MARKETS

Investors are hyper-focused on inflation, economic growth, and future Fed policy. Most assume the worst and think a financial tsunami will hit the US and global markets thanks to the quorum of US-based bank CEOs that have given the gloomy growth narrative their imprimatur. Anything less than that outcome is going to surprise a lot of folks.

The market turned from strong out of the gates to fader’s fancy, with growth stocks leading the fade as the velocity of the move in US yields was just too much for stocks to handle.

The US 10y yields broke through 3.03% to start ‘CPI week’ 3.03 being the highest level since May 11, the prior CPI release.

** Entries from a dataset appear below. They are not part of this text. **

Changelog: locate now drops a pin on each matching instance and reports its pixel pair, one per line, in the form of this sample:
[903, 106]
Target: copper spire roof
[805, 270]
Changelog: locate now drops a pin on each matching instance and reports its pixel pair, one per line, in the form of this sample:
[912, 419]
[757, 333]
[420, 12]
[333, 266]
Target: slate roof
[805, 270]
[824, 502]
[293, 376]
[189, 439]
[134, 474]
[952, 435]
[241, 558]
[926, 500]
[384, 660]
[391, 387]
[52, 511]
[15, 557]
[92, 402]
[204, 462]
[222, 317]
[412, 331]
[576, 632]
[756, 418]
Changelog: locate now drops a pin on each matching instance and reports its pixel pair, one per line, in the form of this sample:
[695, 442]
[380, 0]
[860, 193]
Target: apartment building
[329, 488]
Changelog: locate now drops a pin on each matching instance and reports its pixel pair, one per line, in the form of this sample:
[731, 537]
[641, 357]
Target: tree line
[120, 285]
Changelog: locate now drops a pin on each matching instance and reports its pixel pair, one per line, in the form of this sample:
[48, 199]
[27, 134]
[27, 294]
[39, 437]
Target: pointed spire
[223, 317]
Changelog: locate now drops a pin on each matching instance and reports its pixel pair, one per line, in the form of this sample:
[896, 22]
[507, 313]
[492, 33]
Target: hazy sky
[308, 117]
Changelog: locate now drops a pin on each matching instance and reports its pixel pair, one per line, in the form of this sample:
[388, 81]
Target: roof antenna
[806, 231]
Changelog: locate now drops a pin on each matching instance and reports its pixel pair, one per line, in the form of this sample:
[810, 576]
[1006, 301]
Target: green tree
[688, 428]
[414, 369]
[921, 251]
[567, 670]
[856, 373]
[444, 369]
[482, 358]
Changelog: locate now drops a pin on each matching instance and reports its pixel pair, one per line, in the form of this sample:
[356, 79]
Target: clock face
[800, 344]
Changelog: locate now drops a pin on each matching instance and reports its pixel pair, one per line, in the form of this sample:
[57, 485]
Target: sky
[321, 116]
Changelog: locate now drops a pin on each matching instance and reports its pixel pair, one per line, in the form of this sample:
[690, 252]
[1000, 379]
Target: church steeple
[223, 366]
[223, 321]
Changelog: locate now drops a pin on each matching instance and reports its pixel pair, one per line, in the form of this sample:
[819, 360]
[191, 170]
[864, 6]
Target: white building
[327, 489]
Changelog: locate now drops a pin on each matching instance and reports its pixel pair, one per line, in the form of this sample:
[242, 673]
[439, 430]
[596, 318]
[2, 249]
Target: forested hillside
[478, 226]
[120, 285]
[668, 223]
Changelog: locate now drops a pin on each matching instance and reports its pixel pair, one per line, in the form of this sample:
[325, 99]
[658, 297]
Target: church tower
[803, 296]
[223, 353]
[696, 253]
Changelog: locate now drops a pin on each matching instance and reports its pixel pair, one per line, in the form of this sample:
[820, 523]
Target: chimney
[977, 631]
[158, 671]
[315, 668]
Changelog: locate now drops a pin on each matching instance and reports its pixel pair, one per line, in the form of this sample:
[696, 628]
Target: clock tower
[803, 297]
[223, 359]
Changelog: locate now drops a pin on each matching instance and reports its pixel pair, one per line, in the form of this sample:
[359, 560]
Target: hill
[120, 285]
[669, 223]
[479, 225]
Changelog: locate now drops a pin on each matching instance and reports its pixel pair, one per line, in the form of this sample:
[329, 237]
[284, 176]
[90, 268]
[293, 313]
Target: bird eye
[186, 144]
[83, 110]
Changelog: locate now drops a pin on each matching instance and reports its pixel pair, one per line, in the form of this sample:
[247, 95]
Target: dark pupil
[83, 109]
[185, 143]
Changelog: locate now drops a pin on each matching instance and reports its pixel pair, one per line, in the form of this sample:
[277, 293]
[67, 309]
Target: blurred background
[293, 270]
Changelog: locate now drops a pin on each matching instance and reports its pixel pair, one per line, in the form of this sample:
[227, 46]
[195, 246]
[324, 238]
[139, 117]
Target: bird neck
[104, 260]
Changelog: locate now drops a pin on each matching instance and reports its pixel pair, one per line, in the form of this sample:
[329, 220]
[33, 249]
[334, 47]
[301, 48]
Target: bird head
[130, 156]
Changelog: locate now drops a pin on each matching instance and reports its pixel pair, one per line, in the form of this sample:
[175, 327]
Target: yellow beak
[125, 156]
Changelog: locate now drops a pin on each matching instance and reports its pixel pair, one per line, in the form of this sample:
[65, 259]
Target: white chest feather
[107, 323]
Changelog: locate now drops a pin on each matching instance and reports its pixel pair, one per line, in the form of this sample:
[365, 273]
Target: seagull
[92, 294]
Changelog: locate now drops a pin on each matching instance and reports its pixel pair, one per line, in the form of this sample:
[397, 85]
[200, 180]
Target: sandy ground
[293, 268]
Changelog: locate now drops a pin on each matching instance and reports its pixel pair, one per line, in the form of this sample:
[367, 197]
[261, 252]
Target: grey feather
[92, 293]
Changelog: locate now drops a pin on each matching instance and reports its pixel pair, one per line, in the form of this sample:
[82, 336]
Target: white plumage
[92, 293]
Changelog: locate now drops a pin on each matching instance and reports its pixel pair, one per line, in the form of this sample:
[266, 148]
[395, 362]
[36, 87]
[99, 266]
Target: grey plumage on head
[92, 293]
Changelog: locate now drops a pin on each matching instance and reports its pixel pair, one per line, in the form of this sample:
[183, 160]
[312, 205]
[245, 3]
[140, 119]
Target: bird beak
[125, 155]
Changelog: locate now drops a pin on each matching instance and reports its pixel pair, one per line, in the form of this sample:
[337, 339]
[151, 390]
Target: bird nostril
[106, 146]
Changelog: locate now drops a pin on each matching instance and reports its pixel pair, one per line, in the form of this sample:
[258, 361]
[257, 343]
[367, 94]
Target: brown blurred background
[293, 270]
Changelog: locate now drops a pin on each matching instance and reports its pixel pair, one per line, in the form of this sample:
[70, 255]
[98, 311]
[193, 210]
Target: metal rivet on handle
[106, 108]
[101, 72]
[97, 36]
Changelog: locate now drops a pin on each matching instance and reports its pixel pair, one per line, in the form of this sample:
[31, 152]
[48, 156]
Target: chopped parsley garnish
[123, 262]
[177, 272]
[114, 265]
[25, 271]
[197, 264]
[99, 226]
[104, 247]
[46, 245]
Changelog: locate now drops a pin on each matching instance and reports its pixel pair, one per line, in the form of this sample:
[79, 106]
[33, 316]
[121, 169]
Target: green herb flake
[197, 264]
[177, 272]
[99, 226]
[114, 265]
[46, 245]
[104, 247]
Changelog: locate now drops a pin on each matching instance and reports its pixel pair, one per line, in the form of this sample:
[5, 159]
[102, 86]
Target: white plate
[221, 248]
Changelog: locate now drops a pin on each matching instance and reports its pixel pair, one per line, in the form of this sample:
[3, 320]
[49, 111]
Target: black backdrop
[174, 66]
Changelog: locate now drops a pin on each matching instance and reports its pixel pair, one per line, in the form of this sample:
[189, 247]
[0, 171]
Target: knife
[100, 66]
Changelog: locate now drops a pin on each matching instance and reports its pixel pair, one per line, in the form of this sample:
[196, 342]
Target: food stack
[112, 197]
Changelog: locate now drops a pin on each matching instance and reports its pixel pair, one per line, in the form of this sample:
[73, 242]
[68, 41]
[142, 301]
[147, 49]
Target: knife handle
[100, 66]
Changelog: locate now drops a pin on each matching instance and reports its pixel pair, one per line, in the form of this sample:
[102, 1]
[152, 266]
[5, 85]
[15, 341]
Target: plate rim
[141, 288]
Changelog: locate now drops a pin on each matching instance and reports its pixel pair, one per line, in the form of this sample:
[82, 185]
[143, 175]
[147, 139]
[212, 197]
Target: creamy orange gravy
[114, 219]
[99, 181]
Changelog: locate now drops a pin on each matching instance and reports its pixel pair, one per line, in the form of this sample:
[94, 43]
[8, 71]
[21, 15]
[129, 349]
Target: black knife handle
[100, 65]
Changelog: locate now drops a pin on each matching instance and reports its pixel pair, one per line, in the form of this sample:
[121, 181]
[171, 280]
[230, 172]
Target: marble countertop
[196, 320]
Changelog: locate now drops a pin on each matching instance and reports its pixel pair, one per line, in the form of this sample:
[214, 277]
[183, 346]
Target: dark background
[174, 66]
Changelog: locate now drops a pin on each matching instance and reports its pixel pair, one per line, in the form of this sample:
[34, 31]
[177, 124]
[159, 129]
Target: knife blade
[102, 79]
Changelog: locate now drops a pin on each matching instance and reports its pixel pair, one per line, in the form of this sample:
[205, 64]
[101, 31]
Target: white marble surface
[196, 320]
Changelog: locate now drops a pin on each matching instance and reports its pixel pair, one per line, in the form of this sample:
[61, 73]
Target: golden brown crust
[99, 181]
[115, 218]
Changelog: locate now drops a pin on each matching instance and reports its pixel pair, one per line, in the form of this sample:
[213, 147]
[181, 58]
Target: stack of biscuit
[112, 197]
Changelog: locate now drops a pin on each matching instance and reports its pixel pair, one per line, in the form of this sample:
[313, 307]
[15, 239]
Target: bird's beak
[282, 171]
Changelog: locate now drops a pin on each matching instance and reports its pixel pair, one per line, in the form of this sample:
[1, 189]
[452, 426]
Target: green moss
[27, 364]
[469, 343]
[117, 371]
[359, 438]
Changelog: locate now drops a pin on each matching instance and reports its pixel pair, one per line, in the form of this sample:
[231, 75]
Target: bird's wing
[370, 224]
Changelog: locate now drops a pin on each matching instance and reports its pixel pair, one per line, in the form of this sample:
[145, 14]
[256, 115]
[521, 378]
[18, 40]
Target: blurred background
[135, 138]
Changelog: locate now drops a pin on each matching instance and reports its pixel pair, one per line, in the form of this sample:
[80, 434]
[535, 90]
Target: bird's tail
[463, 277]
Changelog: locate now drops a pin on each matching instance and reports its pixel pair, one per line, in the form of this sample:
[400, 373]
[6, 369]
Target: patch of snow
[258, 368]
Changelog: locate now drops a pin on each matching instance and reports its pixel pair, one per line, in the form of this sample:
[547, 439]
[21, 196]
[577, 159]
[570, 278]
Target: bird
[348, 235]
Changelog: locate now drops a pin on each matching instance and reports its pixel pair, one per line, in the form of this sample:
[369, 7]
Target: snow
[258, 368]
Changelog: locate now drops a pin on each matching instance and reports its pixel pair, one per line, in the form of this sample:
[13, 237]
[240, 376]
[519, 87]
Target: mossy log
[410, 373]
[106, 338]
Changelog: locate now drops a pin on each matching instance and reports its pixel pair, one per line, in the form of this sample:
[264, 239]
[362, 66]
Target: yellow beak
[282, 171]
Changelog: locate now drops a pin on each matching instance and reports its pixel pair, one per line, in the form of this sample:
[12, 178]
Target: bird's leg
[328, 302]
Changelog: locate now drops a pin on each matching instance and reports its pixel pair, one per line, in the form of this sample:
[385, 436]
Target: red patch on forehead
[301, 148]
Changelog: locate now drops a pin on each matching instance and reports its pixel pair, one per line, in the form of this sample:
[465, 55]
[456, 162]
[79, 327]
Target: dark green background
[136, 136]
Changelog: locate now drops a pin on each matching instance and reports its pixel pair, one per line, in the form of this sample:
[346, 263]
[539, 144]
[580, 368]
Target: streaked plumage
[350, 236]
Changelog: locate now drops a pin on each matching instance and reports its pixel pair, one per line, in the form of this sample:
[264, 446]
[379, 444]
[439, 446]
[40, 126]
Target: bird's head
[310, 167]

But more problematic for risk is the FOMC members will likely be unhappy to see a 5y5y break now back to 2.49%. Put another way; the market is pricing in higher inflation expectations ahead of this week’s US CPI; hence, the implication is the Fed will need to shift into a more aggressive rate hike mode.

The bond markets have a lot on their plate this week as traders will digest their first round of supply after the start of the Fed’s unwinding of its balance sheet with USD44 bn new 3y on Tuesday, 10y reopening for USD33 bn on Wednesday, and 30y reopening for USD19 bn on Thursday.

OIL 

While prices are supported by the higher-than-expected Aramco OSPs for July and the ongoing easing of Covid restrictions in China, however, the updraft was offset by rare positive news on the supply side as Libya’s largest oil field restarted over the weekend: the 300kb/d El Sharara field is producing at 180kb/d after being shut.

There is also some anecdotal scuttlebutt making the rounds that the US will sanction Iran barrels back to market despite the widow to return the JCPOA shrinking.

Finally, OPEC can only deliver lower oil prices by relaxing the quotas imposed on individual OPEC+ participants. Only then can the group achieve an actual increase in production. The UAE and possibly Iraq and Kuwait have enough spare capacity to offset production issues elsewhere within OPEC+, at least temporarily. Still, while the new increased monthly targets continue to be driven by proportional contributions from all participants (including Russia), it is unrealistic to expect an increase close to the headline figure.